O médio técnico passou para R$ 670,69 (era R$ 623,35) e o ensino médio fecha a evolução nos valores, passando de R$ 486,94 para R$ 513,73.

Seme Arone Junior destaca a importância de o jovem ter uma formação qualificada, para conseguir boas oportunidades profissionais. “Apesar da melhora nas remunerações, ainda há poucas vagas em relação ao número de candidatos. Uma dica básica, mas primordial para quem quer ingressar no mercado de trabalho, é o aprendizado contínuo e o investimento em língua portuguesa, um dos pontos mais cobrados em processos seletivos”.

O presidente do Núcleo Brasileiro de Estágios também reforça as vantagens das empresas ao contratarem estagiários. “Se as organizações recrutam pessoas dedicadas, também saem ganhando, pois poderão formar um colaborador, ainda sem vícios corporativos, dentro da cultura da própria instituição”. Nessa linha, conclui: “Investir no desenvolvimento dos estudantes representa uma ajuda direta para o país formar bons profissionais, nas mais distintas áreas”.
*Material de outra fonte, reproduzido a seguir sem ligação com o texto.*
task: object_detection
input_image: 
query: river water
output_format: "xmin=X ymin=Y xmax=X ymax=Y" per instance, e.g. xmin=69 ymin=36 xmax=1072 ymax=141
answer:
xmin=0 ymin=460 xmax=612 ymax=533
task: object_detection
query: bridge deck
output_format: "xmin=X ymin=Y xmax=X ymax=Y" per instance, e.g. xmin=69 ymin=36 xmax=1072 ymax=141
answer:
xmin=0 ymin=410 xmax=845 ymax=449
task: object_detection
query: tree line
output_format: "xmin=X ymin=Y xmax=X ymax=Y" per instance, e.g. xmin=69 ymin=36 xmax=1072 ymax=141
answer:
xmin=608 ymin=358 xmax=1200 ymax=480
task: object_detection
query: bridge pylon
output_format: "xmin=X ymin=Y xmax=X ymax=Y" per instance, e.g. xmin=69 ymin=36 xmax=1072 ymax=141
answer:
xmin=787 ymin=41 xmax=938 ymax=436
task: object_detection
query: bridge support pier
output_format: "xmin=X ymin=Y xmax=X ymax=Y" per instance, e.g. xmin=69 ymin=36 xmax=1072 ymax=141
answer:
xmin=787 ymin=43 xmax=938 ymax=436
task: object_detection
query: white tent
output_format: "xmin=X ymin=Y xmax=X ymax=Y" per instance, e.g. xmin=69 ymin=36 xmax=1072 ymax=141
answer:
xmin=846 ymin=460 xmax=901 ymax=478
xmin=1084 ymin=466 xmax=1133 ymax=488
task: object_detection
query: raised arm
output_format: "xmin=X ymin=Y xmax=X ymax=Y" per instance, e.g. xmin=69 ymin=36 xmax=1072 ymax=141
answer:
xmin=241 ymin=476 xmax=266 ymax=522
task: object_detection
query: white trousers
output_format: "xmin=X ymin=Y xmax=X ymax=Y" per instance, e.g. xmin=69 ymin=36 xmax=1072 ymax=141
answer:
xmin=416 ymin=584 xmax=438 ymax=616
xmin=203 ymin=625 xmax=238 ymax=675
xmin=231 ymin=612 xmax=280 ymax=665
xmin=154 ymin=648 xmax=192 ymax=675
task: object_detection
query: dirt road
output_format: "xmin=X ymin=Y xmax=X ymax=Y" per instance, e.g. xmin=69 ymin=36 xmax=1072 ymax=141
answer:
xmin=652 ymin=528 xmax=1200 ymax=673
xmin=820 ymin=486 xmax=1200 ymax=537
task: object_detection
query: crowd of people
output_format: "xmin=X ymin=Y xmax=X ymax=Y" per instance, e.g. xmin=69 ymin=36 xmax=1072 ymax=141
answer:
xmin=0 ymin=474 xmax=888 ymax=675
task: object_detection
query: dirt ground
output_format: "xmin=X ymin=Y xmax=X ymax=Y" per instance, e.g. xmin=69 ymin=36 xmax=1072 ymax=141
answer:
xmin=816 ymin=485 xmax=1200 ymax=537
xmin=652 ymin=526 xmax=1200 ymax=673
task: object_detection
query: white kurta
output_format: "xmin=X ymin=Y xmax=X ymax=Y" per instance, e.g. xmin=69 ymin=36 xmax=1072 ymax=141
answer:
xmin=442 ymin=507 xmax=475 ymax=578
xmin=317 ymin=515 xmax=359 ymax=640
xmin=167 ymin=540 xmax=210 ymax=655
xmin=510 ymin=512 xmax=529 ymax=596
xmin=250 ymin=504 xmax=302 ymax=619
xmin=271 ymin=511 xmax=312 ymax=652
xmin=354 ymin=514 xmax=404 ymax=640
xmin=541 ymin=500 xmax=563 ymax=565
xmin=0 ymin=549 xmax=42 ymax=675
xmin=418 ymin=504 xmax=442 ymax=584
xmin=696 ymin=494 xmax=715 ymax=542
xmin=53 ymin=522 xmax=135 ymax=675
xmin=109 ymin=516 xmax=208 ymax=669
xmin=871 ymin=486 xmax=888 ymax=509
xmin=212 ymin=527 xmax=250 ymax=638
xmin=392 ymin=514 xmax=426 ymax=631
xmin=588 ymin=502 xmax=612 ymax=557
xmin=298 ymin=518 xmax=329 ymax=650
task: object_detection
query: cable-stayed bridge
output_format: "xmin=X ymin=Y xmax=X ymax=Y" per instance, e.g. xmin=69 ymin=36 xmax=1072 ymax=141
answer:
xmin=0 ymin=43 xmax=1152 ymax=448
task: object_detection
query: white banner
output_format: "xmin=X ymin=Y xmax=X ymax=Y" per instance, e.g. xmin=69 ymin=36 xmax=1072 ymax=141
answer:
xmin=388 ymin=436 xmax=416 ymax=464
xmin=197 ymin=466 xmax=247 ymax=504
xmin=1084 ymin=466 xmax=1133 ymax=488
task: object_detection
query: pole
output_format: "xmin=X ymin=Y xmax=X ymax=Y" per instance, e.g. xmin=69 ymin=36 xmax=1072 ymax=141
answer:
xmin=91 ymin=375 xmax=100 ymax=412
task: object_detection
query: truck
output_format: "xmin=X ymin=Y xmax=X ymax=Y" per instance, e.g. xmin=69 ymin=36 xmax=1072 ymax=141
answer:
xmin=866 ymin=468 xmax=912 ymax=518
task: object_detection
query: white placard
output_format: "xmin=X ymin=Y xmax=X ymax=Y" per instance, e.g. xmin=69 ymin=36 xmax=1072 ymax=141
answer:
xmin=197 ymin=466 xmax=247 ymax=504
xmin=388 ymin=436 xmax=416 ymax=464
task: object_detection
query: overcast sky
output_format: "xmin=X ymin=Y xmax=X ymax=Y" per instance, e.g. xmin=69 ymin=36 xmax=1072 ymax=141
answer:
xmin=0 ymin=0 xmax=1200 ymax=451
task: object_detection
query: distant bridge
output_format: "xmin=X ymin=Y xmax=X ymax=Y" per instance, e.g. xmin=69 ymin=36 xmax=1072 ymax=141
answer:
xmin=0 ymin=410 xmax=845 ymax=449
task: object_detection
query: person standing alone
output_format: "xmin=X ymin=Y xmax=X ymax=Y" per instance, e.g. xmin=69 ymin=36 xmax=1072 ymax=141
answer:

Veja a lista dos cursos mais bem pagos no Brasil, separados por nível:

 SUPERIOR – MÉDIA BRASIL: R$ 964,81

1 Agronomia R$ 1.948,94

2 Economia R$ 1.370,26

3 Física R$ 1.360,83

4 Ciências Atuariais R$ 1.281,44

5 Marketing R$ 1.278,25

6 Ciência e Tecnologia R$ 1.218,46

7 Engenharia R$ 1.211,26

8 Estatística R$ 1.182,26

9 Química R$ 1.147,82

10 Relações Internacionais R$ 1.128,74

SUPERIOR TECNOLÓGICO – MÉDIA GERAL: R$ 884,00

1 Construção Civil R$ 1.240,65

2 Secretariado R$ 1.112,78

3 Polímeros – Plásticos R$ 1.071,86

4 Gestão de Comércio Exterior R$ 979,30

5 Banco de Dados R$ 955,81

6 Análise e Desenvolvimento de Sistemas R$ 947,90

7 Jogos Digitais R$ 937,83

8 Gestão da Qualidade R$ 933,28

9 Processos Gerenciais R$ 922,19

10 Redes de Computadores R$ 911,90

MÉDIO TÉCNICO – MÉDIA GERAL: R$ 670,69

1 Eletrotécnica R$ 817,50

2 Segurança do Trabalho R$ 815,44

3 Automação Industrial R$ 812,37

4 Construção Civil R$ 804,98

5 Edificações R$ 779,75

6 Química R$ 768,77

7 Mecatrônica R$ 750,01

8 Mecânica R$ 748,21

9 Eletromecânica R$ 718,00

10 Eletroeletrônica R$ 702,00

ENSINO MÉDIO: R$ 513,73

Analisando pela faixa etária, foi percebida uma leve diferença de remuneração. Aqueles entre 19 e 23 anos, ganham em média R$ 961,35, enquanto quem possui de 24 a 29 anos, recebe R$ 985,52. Porém, um alerta é necessário, quanto à preocupação excessiva dos jovens diante das bolsas: a vocação do estágio é o desenvolvimento profissional. É preciso pensar nas condições de aprendizado, no desafio, no plano de atividades e até mesmo de carreira, oferecidos pelas organizações. Focar apenas na bolsa pode ser um tiro no pé.